The Peabody Institute tends to attract students who have realized their true calling in life. "The transfer students are typically individuals who have started their undergraduate experience enrolled in a more traditional college or university, but soon find they are fish swimming against the stream," Lane said. "Our students are very, very serious about their music, and need an environment where long hours of intense practice are the norm."
In fact, according to Lane, the challenge the institute regularly faces with incoming students lies in convincing them there is more that needs to be learned than the music alone. "We have a saying here that it's not enough to wiggle your fingers the fastest or sing the highest note," he said. "Our objective is to make these students educated musicians.

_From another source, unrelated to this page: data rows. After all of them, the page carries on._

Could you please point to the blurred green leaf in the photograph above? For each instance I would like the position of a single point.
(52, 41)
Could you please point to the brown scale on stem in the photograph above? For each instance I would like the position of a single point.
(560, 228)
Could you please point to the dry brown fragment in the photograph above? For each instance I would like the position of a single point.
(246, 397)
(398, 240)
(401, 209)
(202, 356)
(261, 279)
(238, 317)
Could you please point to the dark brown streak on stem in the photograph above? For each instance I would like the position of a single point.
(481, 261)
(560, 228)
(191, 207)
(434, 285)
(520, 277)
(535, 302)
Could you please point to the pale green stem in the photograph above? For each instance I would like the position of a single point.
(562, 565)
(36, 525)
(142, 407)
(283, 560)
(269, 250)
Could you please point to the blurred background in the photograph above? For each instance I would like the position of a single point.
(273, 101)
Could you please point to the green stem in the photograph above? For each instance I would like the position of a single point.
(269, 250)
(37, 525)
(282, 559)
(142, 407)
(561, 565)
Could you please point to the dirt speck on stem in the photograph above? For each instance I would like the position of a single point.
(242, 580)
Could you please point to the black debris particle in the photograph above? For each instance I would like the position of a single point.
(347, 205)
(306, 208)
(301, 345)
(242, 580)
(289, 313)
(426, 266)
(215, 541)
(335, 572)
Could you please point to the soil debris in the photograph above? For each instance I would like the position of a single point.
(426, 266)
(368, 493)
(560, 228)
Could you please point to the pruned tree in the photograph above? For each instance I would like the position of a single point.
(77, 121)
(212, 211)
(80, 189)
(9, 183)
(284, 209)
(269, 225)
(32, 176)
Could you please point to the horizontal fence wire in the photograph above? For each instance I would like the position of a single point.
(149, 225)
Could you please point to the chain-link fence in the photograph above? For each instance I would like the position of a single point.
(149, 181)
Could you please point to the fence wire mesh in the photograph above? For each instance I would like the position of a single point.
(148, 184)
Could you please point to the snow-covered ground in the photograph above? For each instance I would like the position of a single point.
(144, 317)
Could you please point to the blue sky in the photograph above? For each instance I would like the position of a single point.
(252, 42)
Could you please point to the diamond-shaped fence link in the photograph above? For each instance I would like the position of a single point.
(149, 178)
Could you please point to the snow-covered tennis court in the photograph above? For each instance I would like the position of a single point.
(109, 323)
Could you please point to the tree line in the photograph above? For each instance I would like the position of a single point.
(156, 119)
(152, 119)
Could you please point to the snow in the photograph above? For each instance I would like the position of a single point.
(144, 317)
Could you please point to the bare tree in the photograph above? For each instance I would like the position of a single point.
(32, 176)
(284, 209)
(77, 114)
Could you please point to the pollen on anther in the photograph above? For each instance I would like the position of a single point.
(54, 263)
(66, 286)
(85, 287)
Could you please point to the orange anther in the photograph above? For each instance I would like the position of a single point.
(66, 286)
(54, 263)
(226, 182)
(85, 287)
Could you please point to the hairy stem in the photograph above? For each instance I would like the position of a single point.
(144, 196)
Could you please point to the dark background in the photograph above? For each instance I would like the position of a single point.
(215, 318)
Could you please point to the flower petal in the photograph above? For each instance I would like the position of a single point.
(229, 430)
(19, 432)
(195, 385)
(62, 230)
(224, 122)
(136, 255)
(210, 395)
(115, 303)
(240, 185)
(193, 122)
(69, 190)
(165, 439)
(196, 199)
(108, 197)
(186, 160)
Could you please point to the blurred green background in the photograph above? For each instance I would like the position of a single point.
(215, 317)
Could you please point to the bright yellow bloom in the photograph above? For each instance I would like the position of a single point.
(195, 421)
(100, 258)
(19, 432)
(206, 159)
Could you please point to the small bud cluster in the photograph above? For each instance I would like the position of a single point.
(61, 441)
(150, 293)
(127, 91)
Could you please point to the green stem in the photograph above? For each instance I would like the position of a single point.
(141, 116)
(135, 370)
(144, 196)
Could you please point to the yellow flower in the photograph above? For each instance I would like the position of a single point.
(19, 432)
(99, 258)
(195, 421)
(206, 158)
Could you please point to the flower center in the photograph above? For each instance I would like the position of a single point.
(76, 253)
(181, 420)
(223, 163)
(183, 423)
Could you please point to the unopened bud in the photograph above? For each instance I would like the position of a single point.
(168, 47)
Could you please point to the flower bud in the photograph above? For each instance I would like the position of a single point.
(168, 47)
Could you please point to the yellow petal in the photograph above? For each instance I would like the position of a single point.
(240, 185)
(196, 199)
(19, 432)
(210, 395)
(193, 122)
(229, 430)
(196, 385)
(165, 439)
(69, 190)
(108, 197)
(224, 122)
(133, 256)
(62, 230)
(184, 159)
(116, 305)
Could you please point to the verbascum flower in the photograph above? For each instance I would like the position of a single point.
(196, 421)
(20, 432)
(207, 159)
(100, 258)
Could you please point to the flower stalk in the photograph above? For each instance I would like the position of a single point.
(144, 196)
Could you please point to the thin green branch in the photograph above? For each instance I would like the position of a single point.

Learning how music fits in the larger context of the world leads to making better musicians."
Across town at the School of Nursing, faculty members are preparing to welcome the first undergraduate class in the history of the school that will have its own building to call home. By the end of the year, when the new School of Nursing building is slated to open, the school's 272 new students, including 192 undergraduates, will enjoy state-of-the-art lab and classroom facilities all within easy walking distance of the main entrance to the hospital.
"This group of students is best described by the wide variety of background and experience they bring to us," said Mary Herlihy, director of admissions and student services at the school. "The average age of our entering undergraduate students is probably somewhere around 28. These are individuals who have had time to be out in the world and get a good idea of what they want to do. We attract a kind of student who is interested in nursing because it is a way of helping others. Almost all of our incoming students have extensive volunteer experience in a variety of areas."

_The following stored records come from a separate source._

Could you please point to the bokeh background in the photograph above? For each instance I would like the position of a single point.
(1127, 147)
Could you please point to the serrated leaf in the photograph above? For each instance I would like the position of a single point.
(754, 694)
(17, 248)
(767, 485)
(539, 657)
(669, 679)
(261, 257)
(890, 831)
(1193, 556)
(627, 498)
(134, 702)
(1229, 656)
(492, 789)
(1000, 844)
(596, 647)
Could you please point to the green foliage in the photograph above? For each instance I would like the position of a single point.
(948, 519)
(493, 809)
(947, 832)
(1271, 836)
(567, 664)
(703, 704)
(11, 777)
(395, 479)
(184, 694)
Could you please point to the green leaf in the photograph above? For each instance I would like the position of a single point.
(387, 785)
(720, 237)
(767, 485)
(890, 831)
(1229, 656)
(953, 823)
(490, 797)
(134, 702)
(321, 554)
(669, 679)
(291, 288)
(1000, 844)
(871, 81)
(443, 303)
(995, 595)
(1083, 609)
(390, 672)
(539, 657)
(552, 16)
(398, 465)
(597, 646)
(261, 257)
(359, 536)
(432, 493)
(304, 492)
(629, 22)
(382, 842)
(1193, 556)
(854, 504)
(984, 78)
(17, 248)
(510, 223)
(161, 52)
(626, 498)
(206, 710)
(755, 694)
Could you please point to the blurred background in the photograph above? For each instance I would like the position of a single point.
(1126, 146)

Outside experience is a critical factor in selecting the School of Medicine entering class as well, according to assistant dean for admissions Dave Trabilsy. "We have 120 incoming students, of whom 62 are men and 58 women, making it the second highest percentage of women in the school's history," Trabilsy said. "Although it is a very diverse group coming from 29 states and 67 different colleges, the one thing that seems consistent is the extraordinary degree of involvement with different kinds of activities."
The incoming medical students are not only academically gifted, many are extremely accomplished in other areas as well. "We have varsity athletes, and many who held significant roles in student government, and others who undertook substantial research projects or were deeply involved in volunteer work," Trabilsy said. "Almost all have received recognition for outstanding academic records, but it is the scope and achievement in their outside activities that really sets them apart."
At the School of Hygiene and Public Health, it is the scope of the student body itself that defines the incoming class. Of the 575 new students expected, fully 31 percent are international, representing 69 different countries all told. This year 61 percent of the incoming students are female, said Linda Myers, director of admissions at the school. "We get students from all walks of life and all over the world," she said. "One of our fastest-growing areas is in part-time programs, such as the part-time master in public health degree."
This year the school has enrolled 29 students in a special distance education certificate program, which is a non-degree program funded by the Centers for Disease Control for its field employees. "Public health issues are complex and growing, and the school is seeking to meet the demand for new programs," Myers said. "Most of our students come to the school with very specific needs they need met. We have a very self-focused student body."
Note: Admissions information for the Paul H. Nitze School of Advanced International Studies was unavailable at press time.